Barnaby Furnas returns to Marianne Boesky Gallery this month, opening his seventh exhibition with the gallery with an act of both reflective meditation and an unflinching eye on the present. Bearing the title Frontier Ballads, Furnas’s work is a sort of inverted nostalgia, recalling the golden age of the American West, and the political analogs of this era that seem to echo forth in the current wave of populist politics in the United States.
Barnaby Furnas, The Adventurer (2018), via Art Observed
Furnas’s new paintings are created through his characteristic play with figuration and abstraction. Lines, color blocks, geometric shapes, and pools of paint at once fragment and build into the flurries of visceral energy and poetic movement across the canvas that have become his signature. His figures are blurs of motion, drawing their kaleidoscope-like gestures and sensuous colors into a more striking exchange with the subject matter itself. The effect of this technique are works that surge out of easy readings of figuration, so closely tied to the body, yet twisted away from straightforward depictions by their multi-textured collages and fusions of texture.
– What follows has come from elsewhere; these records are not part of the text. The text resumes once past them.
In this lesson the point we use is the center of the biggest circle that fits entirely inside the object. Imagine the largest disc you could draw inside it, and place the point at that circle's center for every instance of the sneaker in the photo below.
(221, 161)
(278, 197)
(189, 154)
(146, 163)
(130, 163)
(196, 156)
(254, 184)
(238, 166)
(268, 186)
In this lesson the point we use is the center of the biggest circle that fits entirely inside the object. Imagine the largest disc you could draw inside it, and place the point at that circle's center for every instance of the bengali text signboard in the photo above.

Images negotiate between pools of color and sharp stabs of the brush, often in the space of a few inches, a mode of construction that offers a certain degree of distance from the image as picture.
Yet it’s what the artist does with these images that makes his show so striking. Moving between images of gun-slinging, cattle-wrangling cowboys, singing choruses of milk maids and more modern images, Furnas twists an iconography of the American West into both a contemporary framework and a reflective echo of the past. Building up the language of this series, his depiction of what is ostensibly Donald Trump, placed atop a podium reminiscent of frontier demagogues, the artist’s work makes its rhetorical argument felt most explicitly. It’s the politician’s poise atop the political stage, arm gesticulating wildly in Furnas’s signature style that underscores the parallel between iconographies here, and which animates the rest of the work with a certain sinister undertone. With the warlike undertones of the flying jets and smoky, clouded skies of other works, his images of cowboys and farm hands take on a darker note, their ghostly pale skin and wide black eyes tainted with a sense of death and decay.
Furnas walks a subtle critical line here, managing somehow to work closely with the material of the American mythos, while using his style to delicately twist and challenge the viewer’s internalized assumptions about this vocabulary. Moving between a broad range of symbols and signifiers, each united by his vivid style, Furnas paints a picture of the American identity between easily read timelines and spaces, ultimately touching something just out of reach in our own psyches.
The show is on view through April 14th.